Larissa Nez

July 2021 – Graduate student
Larissa Nez – Navajo Nation
Sawmill, AZ
Scholarship: Special Higher Education Program
School: Brown University
Degree: Public Humanities
GPA: 3.78

Community Service

  • Howard R. Swearer Engaged Faculty Award Committee Member, Swearer Center for Public Service at Brown University
  • Student Advisory Committee Member, Swearer Center for Public Service at Brown University
  • Student and Emerging Professionals Committee Member, The College Art Association
  • Communications Director, Native American Alumni Board of Directors
  • Member, Council for Museum Anthropology
  • Member, Native Research Network, Inc.
  • Member, The Association of Tribal Archives, Libraries, and Museums
  • Co-Founder / Team Member, Terra Incognita Media

Bio

Larissa is a Diné citizen, scholar, curator, youth advocate, activist, and writer. She is of the Mud People and born for the Mountain Cove People. Her maternal grandfather is of the Red Running Into the Water People and her paternal grandfather is of the Big Water People. She was born and raised on the Navajo Nation, in a small community in northern Arizona.

She is an alumna of the University of Notre Dame where she earned her Bachelor of Arts in Art History and Sociology. She is currently a first-year Master of Arts student in Public Humanities at Brown University and is a Curatorial Fellow with the Office of Institutional Equity and Diversity.
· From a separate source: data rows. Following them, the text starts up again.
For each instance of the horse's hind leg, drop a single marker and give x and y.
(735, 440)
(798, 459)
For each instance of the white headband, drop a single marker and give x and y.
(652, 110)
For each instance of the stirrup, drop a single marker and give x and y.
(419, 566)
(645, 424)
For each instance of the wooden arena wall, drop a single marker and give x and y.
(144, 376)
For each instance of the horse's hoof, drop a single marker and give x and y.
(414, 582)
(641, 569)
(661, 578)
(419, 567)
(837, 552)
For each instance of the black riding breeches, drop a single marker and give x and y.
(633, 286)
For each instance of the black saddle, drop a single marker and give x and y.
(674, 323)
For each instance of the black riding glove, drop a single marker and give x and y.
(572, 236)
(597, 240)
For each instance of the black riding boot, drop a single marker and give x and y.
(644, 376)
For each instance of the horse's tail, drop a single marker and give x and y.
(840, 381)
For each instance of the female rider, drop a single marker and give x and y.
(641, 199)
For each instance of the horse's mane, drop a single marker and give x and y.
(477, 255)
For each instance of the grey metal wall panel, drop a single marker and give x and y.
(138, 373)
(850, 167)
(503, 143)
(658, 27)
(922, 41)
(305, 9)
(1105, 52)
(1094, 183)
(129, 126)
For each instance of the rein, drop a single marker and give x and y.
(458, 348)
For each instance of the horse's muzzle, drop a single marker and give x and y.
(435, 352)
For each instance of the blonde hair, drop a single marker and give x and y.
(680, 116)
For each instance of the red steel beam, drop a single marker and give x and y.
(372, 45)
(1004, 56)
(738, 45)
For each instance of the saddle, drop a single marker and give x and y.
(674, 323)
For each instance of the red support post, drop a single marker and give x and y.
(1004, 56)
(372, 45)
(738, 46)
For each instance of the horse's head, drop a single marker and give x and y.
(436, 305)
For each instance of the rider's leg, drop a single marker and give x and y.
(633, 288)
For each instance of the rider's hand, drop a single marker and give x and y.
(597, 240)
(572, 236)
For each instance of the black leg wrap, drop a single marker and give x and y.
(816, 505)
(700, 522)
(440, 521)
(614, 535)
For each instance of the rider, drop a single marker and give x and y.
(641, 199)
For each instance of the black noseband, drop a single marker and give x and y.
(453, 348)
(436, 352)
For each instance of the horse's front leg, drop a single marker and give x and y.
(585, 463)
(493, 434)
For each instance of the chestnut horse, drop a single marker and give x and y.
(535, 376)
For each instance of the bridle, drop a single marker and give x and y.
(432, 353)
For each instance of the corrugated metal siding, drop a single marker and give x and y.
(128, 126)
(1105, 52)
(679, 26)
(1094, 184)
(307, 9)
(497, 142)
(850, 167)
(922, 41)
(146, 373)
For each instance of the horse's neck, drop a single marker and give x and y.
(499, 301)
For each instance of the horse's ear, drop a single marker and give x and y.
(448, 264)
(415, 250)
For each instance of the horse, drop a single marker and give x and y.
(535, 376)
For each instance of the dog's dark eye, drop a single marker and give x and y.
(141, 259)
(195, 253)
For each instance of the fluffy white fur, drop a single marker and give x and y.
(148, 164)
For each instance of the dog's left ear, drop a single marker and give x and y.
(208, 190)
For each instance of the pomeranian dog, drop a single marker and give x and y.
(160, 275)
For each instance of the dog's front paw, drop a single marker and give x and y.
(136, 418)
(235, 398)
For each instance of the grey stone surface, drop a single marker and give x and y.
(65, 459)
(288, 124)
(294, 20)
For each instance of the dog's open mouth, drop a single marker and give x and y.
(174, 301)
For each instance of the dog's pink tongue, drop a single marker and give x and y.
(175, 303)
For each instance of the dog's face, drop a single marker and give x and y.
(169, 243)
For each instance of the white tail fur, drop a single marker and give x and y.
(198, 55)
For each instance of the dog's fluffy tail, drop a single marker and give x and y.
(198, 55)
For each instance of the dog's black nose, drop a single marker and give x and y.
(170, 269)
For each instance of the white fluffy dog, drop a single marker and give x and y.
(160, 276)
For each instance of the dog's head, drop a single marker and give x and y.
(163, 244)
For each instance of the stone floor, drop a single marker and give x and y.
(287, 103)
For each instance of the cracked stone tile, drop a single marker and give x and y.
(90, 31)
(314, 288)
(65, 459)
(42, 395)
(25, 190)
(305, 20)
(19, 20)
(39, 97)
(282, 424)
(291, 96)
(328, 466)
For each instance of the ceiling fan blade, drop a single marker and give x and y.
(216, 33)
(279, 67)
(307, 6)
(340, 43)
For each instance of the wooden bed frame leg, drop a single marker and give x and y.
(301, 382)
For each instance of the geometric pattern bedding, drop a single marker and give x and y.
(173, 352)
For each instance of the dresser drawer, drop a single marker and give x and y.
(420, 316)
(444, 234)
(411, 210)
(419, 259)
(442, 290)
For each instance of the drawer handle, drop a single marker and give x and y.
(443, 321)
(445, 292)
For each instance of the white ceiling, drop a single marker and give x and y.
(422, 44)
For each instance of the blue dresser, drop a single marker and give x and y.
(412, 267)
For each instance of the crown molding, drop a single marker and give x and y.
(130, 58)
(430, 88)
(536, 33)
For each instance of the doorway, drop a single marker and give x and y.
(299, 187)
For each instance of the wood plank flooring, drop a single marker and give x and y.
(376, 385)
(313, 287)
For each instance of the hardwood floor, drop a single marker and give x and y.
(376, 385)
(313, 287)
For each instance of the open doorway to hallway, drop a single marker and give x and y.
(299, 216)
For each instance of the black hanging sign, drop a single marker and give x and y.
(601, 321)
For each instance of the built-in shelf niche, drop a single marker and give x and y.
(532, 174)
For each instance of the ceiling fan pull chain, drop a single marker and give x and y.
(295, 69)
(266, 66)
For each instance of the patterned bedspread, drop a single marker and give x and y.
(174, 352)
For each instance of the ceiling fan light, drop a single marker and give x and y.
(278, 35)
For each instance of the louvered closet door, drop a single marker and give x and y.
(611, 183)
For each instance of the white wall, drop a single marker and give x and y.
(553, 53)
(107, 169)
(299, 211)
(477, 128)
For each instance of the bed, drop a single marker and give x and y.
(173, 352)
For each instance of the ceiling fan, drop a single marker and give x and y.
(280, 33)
Larissa also serves as the Communications Director for the Native American Alumni Board of the University of Notre Dame and is a member of the College Art Association’s Student and Emerging Professionals Committee.

Her research interests include Native modern and contemporary art, cultural heritage, historic preservation, repatriation, traditional ecological knowledge, critical theory, Diné and Indigenous studies, and public health. She is the recipient of awards from the American Indian Graduate Center, Navajo Nation, Davis-Putter Scholarship Fund, Council for Museum Anthropology, Association of Tribal Archives, Libraries, and Museums, Portland Community College, and the Institute for International Education.